Mixing of doses of two leading coronavirus vaccines raised side effects for patients such as fatigue and headaches, early findings from a study show. People who were administered a first dose of AstraZeneca's vaccine followed by Pfizer's vaccine four weeks later experienced more short-lived side effects, researchers from the University of Oxford reported in The Lancet medical journal.
That also stood true when the order of the vaccines was changed, according to a Bloomberg report.
Vaccine scarcity in many low and middle-income nations has prompted researchers and public health officials to examine strategies such as mixing two different shots. If mixing of two vaccines is proved safe and effective, it would make it easier for the governments to use their stockpiles efficiently.
In France, people who received a first dose of the Astra vaccine before it was assigned to older patients, have been offered the vaccine made by Pfizer and BioNTech SE for their second injection, the report said.

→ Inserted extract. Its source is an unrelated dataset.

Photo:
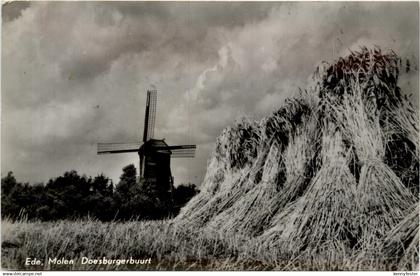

"It's a really intriguing finding and not something that we were necessarily expecting," said Matthew Snape, an Oxford pediatrics and vaccinology professor who's leading the trial. "Whether or not this will relate to an improved immune response, we don't know yet; we'll be finding out those results in a few weeks' time.
The study didn't signal any safety issues and the stronger side effects vanished after a few days, he said on a conference call.
However, mixed dose schedules could lead to an increase in work absences the day after immunisation, according to Snape.
"You wouldn't want to immunise a ward full of nurses with a mixed schedule on the same day," he said Severe fatigue was reported in about 10% of participants who received mixed doses compared with about 3% for those who got a single type of vaccine, the research shows.
The study comprised participants aged 50 and above. It's possible that the reactions could be even stronger in younger patients, said Snape.
The researchers are also testing a wider interval of 12 weeks between shots and its effects on the participants.
Also, they plan to expand the research to include vaccines from Moderna Inc. and Novavax Inc.